The boundary of the area now known as the Liberty of St Edmund is completely ignored within Domesday. There is no mention of this Liberty, or of the Liberty of St Etheldreda, or of the Geldable parts of Suffolk. And yet, according to abbey sources, the Liberty of St Audrey / Etheldreda / 'Wicklaw', had been established since 970, and St Edmunds Liberty since 1044.

As the Domeday Book was supposedly written to provide the King with details of land holdings in order to manage his taxation regime, it seems very odd that these major tax concessions should be omitted. Were they to be ignored? Or was it the case that such concessions were not in place at this time?

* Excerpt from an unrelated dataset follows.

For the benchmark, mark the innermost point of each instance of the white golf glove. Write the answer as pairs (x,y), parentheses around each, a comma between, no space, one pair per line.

It also seems odd that the taxation status of St Edmunds is described in Little Domesday as follows:
"When the Hundred pays £1 in tax, then 60d goes from here for the monks' supplies; but this is from the town as it was before 1066 and yet it is the same now."
This seems to be at odds with the taxation status of the Liberty, which had been thought to be that all taxes were paid to the abbot, and that he then owed a seperate feudal duty of 40 knights fees to the king. Perhaps we are not seeing the whole facts behind this arrangement, or perhaps the system changed over the years.

There is no mention of a market at Bury St Edmunds. Markets were a valuable source of income for the local landlord, and are usually mentioned in the Domesday Book. Sometimes the income is divided between landlords, so that a landlord is credited with half a market, for example. Bury must have had a market in 1086, but somehow it is carefully overlooked.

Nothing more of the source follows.